The bookies currently put Trump's odds of winning the election at 55%.

If Trump wins, it seems clear there's better than even odds of him successfully transforming the US into a fully autocratic state. There's some chance that the "resistance" put up by liberals and the extended state apparatus will have some measure of success, but the greater moderating factor on Trump's success would be as always his ignorance and extremely narrow self-interest.

That combines to at least 1/4th odds overall.

So there's *at least* a 25% chance that those of us in the US will end up under a system far less constrained by liberal pretenses. This is not, as some inane bloviators like to suggest, a meaningless change. There's a marked difference between how, for example, Eric King was beaten in prison, and how anarchists in Belarus have been rounded up in mass and tortured in prisons. The composition and inclination of a state can vary quite a bit. Admitting that doesn't deny liberalism's monstrosity.

What's so annoying in these discussions is how a certain number of people are so desperate for rhetorical utility in the short-term near-discursive context. They prioritize avoiding any words that might be seen as letting liberalism off the hook, that they have to posture about how the US is already maximally fascist.

Gotta score points dunking on the libs on twitter today, who cares about strategic preparation for futures to come.

@rechelon some of these are the same people who like to compare Israel (fascist, not Nazi) to Nazi Germany.

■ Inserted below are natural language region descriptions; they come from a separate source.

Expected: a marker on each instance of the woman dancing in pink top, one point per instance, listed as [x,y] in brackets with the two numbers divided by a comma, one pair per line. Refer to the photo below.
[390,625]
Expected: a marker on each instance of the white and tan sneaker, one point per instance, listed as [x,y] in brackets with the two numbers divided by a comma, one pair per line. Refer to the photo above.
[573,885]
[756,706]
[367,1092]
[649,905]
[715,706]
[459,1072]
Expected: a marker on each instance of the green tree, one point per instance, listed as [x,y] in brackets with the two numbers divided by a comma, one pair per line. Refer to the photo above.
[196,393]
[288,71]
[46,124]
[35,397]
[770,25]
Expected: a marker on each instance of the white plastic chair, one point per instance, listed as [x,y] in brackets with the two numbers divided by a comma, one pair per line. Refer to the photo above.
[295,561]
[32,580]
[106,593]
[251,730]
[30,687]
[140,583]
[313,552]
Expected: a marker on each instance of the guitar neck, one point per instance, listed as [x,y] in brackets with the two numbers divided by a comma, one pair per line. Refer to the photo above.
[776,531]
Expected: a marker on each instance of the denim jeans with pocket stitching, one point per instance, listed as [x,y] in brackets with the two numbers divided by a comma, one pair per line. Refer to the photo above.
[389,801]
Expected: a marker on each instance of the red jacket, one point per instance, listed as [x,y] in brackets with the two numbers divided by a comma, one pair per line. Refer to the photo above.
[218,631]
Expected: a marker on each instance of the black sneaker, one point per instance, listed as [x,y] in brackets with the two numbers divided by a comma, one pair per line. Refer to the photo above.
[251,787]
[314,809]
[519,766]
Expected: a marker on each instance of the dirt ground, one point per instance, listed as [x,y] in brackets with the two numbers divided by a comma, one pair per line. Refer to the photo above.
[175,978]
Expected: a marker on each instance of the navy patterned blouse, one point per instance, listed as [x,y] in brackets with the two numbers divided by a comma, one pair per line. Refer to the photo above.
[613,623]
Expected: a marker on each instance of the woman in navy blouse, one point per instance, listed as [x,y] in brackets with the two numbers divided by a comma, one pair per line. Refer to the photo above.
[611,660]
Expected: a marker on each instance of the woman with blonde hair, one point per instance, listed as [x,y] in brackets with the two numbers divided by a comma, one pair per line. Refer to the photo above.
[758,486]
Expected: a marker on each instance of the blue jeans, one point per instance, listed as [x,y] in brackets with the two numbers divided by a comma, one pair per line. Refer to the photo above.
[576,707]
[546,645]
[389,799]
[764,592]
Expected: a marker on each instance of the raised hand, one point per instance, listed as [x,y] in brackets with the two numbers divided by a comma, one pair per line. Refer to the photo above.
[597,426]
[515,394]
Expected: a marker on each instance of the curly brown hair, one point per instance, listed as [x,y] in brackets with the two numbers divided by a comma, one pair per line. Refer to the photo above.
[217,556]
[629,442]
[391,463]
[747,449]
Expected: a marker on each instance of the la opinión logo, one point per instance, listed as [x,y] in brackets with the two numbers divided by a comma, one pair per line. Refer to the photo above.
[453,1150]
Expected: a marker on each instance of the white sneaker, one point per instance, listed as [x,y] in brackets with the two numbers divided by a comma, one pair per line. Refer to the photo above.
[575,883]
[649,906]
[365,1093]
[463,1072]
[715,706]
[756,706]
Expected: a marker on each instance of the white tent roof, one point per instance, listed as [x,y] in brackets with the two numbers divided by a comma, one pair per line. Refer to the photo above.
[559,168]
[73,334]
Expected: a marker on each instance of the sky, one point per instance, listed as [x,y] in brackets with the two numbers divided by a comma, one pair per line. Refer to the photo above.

The refusal to admit there are different degrees of evil is not helpful. Things can always be worse. I think pollsters still haven't fixed issues with their methodology post 2016 that makes them tend to overestimate the GOP. But even a 15% chance of us going the direction of Hungary or Russia is something one actually has to prepare for.
@rechelon Right now we need to be combative and explicit in reclaiming precision of language where required.
@rechelon For instance, I don't know any anarchists in the USA. Fascism boldly destroys massive demonstrations of anarchist protest, but liberalism is a quieter poison, trapping us in situations where we are forced to be individuals and stripped of community. In a way, fascism is what liberalism becomes when we start getting effective at resisting it. Their brutal violence always comes forward, when they can no longer control us with smart words.